25 Agustus 2011
“Kau senggang malam ini?” tanya Zidane duduk di mejaku.
Aku yang tengah membaca, merespon tanpa menoleh,“Ada apa?”
“Ada pasar malam yang baru buka,” jawabnya. “Ayo kita pergi bertiga!”
“Kenapa kau tidak pergi berdua dengan Iren saja?” saranku. “Aku punya buku yang ingin kuselesaikan malam ini.”
“Kau kan bisa membacanya di sana.”
“Aku tidak suka membaca di tempat ramai.”
“Ayolah!”
Aku menyerah. Keras kepala Zidane berada di tingkatan yang berbeda. Jika tidak segera diiyakan, dia akan terus merayuku hingga aku kehilangan waktu membacaku yang berharga. Dengan berat hati, terpaksa kuturuti ajakannya.
Seorang berandal yang ditakuti dan kutu buku penyendiri yang sulit didekati. Kami sama-sama sendirian. Bertolak belakang, namun saling berbagi perasaan. Dan mungkin itu yang menyatukan kami.
***
23 Februari 2011
Toilet belakang sekolah. Tempat paling sepi dan tidak terawat. Aku bersama empat kakak kelas. Ditandai bet yang berwarna merah, menandakan mereka semua sudah tiga tahun menyandang status sebagai murid di sekolah ini. Sementara aku baru saja selesai MOS kemarin.
Di dalam ruangan yang gelap ini, mereka mengelilingiku. Satu bertubuh gempal, satunya memiliki luka jahitan di dahi kiri, satu lainnya memiliki tubuh tegap terlatih, dan yang terakhir kurus berjenggot tipis.
“Kau yakin dia orangnya?” tanya si kurus pada salah satu kawannya.
Yang ditanya maju beberapa langkah dan kami berhadapan. “Gak salah lagi. Dia Rein.”
“Dia gak keliatan kayak perebut pacar orang,” si gemuk meragukan.
“Jadi gara-gara dia kau putus dengan pacarmu?” si bekas luka menimpali.
Dia mendekatkan wajahnya. Tinggiku hanya setara dengan dagunya. Otot-otot di dahi laki-laki ini terlihat menyembul. “Kau akan membayarnya di hari pertama ini.”
Dalam sekejap aku kesulitan bernapas. Uluh hatiku dihantam oleh kepalannya sekuat tenaga. Aku memegangi perutku dan perlahan merosot turun hingga tertelungkup di lantai kamar mandi yang kotor.
Sementara laki-laki yang mengaku putus karenaku itu menginjak-injak kepalaku, tiga temannya hanya tertawa melihat betapa murkanya dia.
“Mantan ketua OSIS kalah saing dengan anak yang baru,” ucap si kurus meremehkan.
Aku terus melindungi tengkorakku yang di dalamnya ada otakku yang berharga.
Secercah cahaya muncul. Serangan beruntun padaku juga turut berhenti. Segenap tenaga, kucoba untuk membuka mata dan melihat cahaya apa itu.
Ternyata itu adalah pintu yang terbuka perlahan dari luar. Ternyata mereka lupa menguncinya. Dan aku harap itu adalah guru atau tukang kebun. Sehingga aku bisa diselamatkan.

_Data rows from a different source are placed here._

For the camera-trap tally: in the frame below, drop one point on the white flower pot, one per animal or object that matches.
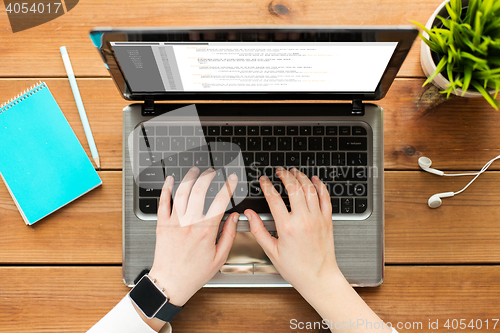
(428, 65)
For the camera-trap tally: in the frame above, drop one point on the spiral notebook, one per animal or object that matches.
(42, 163)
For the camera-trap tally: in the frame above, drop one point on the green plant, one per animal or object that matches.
(469, 47)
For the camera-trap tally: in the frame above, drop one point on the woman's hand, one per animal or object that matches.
(304, 253)
(186, 256)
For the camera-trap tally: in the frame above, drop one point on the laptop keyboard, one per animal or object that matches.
(336, 152)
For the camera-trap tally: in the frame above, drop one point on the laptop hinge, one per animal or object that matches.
(148, 108)
(358, 108)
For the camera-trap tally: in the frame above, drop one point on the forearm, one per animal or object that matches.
(338, 303)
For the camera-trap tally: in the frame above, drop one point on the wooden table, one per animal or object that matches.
(64, 273)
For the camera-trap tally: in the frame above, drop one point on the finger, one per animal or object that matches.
(198, 192)
(219, 205)
(164, 208)
(268, 243)
(226, 238)
(308, 189)
(274, 200)
(324, 197)
(295, 193)
(182, 193)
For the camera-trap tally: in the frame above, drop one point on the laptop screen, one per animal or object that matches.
(274, 63)
(253, 66)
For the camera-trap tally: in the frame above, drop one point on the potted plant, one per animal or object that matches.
(460, 51)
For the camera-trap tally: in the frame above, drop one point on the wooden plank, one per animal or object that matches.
(464, 230)
(458, 134)
(86, 231)
(35, 52)
(72, 299)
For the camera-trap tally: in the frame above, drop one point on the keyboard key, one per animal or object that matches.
(248, 158)
(323, 159)
(345, 130)
(335, 205)
(253, 130)
(193, 143)
(148, 159)
(266, 130)
(307, 159)
(199, 131)
(170, 159)
(292, 159)
(279, 130)
(357, 159)
(174, 130)
(292, 130)
(161, 131)
(254, 143)
(330, 143)
(218, 159)
(338, 159)
(186, 159)
(240, 130)
(227, 130)
(150, 190)
(299, 143)
(240, 142)
(318, 130)
(315, 143)
(201, 159)
(269, 143)
(178, 144)
(358, 130)
(174, 172)
(148, 206)
(163, 144)
(277, 159)
(262, 159)
(361, 205)
(151, 174)
(353, 143)
(331, 130)
(305, 130)
(231, 158)
(284, 143)
(213, 130)
(146, 144)
(187, 130)
(360, 190)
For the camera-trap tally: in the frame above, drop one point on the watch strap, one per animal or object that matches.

“Bodoh! Kenapa tidak ada yang mengunci pintunya? Tamat riwayat kita kalau sampai kepala sekolah mengetahui ini.”
Harapanku muncul. Dengan begini aku bisa segera keluar dari sini dan melanjutkan buku yang kubaca sejak tadi pagi.
Sesosok siluet terlihat cemerlang karena membelakangi pintu sebagai satu-setunya sumber cahaya. Pemilik siluet itu ternyata hanyalah siswa baru sepertiku. Dengan baju SMP lamanya dan tas ransel yang masih tergantung di punggungnya, aku pikir dia terlambat.